Successful faith program expands

April 19, 2025

Small group of high school teens as part of Serva Fidem

by Jennifer Willems

An academic understanding of theology is important, but living a life of faith is dependent on having a relationship with Jesus.

This becomes vital as young people travel though high school and make the transition to college  and beyond.

For eight years, Dowling Catholic High School has been helping students deepen that relationship through a program formally called Ut Fidem, now called Serva Fidem. Taken from 2 Timothy 4:7, it means “keep the faith”

Over the years, the program has grown to become a separate foundation based in West Des Moines and has expanded to include eight other Catholic high schools. If all goes according to plan, it will be piloted in three parishes in the greater Des Moines area this fall.

“We are so grateful to Dowling for its role in creating this community, and for the gift that Dowling has given to the American Church,” said Nathan Beacom, executive director. “While the Serva Fidem foundation undergoes this development with our name, Dowling continues to operate under the name Ut Fidem, but within full harmony with our network of schools.”

Following the example of Jesus

Addie Croegaert now serves as Serva Fidem Director of Schools, but in 2017 she was the original coordinator for Ut Fidem at Dowling Catholic.

She said it is based on the model of discipleship seen in Scripture, where Jesus called his apostles, who then shared the faith with their followers, and so on. “This model multiplies out – it doesn’t stay within a few,” Croegaert explained.

At Dowling Catholic, this happens with small groups of five or six students, same gender and grade, meeting with a mentor for an hour each week. A handful of the mentors are on the faculty or staff, but the majority are adults who come from various walks of life within the Catholic community.

There were many good things already happening at Dowling Catholic in terms of religion, theology classes, and retreats, Croegaert said, but Ut Fidem took it to the next level.

“We needed something to help them engage in their faith daily. We needed something that would help teach them how to pray, give them a place where they could ask questions about the beliefs and decide for themselves whether or not they were worth accepting fully,” she said. “And if they did accept them, what would that mean on a very practical level?”
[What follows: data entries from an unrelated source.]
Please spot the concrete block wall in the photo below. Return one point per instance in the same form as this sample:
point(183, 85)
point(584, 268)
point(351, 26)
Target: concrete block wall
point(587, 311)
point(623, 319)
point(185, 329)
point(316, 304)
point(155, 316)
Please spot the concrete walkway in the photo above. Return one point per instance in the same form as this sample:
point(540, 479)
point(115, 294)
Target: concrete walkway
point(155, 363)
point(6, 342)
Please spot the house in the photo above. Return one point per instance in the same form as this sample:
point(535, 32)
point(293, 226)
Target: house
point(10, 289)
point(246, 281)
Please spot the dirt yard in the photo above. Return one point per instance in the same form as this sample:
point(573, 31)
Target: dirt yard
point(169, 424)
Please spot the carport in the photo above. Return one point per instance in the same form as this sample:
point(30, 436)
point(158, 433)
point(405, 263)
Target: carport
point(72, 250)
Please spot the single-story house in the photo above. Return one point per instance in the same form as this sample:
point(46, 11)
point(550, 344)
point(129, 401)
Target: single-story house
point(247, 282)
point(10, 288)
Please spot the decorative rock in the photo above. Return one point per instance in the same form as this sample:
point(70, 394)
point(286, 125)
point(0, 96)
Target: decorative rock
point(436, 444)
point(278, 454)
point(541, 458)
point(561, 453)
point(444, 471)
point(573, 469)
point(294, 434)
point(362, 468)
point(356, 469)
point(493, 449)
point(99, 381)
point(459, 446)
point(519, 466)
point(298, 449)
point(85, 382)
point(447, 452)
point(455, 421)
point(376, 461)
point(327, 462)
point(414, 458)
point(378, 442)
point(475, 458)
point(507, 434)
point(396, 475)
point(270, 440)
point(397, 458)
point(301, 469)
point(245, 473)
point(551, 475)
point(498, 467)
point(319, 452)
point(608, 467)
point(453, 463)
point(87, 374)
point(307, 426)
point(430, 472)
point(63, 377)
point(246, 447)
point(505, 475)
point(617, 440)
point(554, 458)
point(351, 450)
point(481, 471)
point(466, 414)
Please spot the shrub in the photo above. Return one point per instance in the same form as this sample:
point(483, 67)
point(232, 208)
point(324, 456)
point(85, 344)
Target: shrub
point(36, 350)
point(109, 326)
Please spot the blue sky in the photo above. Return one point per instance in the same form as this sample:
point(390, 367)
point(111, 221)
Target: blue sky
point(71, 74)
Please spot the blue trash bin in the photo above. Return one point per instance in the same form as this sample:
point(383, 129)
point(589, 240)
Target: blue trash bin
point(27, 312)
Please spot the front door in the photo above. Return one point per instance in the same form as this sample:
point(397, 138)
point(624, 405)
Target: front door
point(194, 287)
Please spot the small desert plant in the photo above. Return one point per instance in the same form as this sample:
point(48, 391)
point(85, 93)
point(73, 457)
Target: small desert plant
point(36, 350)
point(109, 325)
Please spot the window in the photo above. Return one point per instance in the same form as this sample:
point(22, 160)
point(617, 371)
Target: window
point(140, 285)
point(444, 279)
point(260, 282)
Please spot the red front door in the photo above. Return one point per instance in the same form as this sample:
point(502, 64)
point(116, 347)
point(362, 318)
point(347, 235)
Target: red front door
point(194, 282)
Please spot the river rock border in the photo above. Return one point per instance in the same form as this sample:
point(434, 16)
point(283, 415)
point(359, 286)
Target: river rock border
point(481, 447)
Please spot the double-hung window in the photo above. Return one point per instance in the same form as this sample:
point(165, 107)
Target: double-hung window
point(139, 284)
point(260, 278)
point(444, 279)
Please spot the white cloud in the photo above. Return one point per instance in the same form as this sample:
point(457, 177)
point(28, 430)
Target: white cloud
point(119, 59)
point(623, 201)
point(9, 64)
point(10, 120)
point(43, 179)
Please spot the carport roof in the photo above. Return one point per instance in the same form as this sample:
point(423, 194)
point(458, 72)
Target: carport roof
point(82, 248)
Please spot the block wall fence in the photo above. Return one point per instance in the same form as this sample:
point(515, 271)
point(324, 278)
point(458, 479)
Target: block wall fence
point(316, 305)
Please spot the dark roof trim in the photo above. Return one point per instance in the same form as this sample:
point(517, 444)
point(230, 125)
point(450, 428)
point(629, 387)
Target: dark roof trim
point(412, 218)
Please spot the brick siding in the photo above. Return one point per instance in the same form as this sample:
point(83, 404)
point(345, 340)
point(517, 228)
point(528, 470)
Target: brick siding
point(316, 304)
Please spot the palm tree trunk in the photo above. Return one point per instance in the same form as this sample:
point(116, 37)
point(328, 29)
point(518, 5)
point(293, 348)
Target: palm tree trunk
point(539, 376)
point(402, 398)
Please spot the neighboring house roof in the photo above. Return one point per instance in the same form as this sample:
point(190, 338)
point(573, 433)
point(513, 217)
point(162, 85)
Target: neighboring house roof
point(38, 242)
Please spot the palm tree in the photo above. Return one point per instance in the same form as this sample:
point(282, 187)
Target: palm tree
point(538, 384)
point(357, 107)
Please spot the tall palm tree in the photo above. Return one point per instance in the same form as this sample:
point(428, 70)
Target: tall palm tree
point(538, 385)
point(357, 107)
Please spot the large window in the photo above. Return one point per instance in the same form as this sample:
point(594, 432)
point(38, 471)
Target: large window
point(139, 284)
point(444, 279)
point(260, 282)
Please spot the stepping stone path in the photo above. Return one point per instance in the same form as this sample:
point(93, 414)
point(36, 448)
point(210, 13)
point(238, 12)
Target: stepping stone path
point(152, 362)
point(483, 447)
For example, if communion is truly Jesus’ body and blood, then we’re not going to miss Mass on Sunday and will probably desire to go throughout the week, Croegaert said, adding, “There are ramifications for accepting these beliefs.”

Saw “undeniable joy” others had

While Ut Fidem started with four small groups at the end of 2017 and had 17 the following May, today there are 63 small groups at the school – 40 with female students and 23 with male students, according to Kirby Gepson, a former Ut Fidem Coordinator. She added that there are 23 groups of seniors, 20 groups of juniors, 18 groups of sophomores, and two groups of freshmen, who are still finding their way at Dowling.

In all, 350 students are involved, which is about one-quarter of the student body. It is the largest student activity at Dowling, she said.

A Dowling grad herself, Gepson said she was part of an Ut Fidem group from April 2018 until she left to study strategic communications at the University of Missouri that August. Even that short time made a difference, she said.

“I could see these people in my life who had this undeniable joy in their faith lives,” she recalled. “I had always heard about having a relationship with God, but I didn’t know how to get what they had.”

“I knew I wanted to be Catholic, but I didn’t know where to begin. I think that’s the case for a lot of high schoolers I see,” Gepson said. “They want to have a life committed to God, but they don’t know how to get there or how to begin.”

Ut Fidem – and now Serva Fidem – works so well because it leads to an authentic relationship with someone who is a little older and living their own discipleship with Jesus. “That overflows,” she said.

Even if the students don’t have it all figured out by the time they leave high school, they know where they can go to continue to foster that relationship with God, she explained.

And it’s working, Beacom said.

Working with a research firm to study the ministry’s impact, Serva Fidem leaders found that students who participate in a group are more than twice as likely to remain engaged in their faith and attend Mass, as opposed to students who haven’t been part of a Serva Fidem group.

The seeds planted at Dowling Catholic continue to grow.

Serva Fidem has been picked up by Holy Family High School in Bloomfield, Colorado; Bishop Kelley High School in Tulsa, Oklahoma; Father Gabriel Richard High School in Ann Arbor, and Lansing Catholic High School in Lansing, both in Michigan; Regis Catholic High School in Eau Claire, Wisconsin; and Wahlert Catholic High School in Dubuque, Newman Catholic School in Mason City, and Xavier High School in Cedar Rapids, all in Iowa.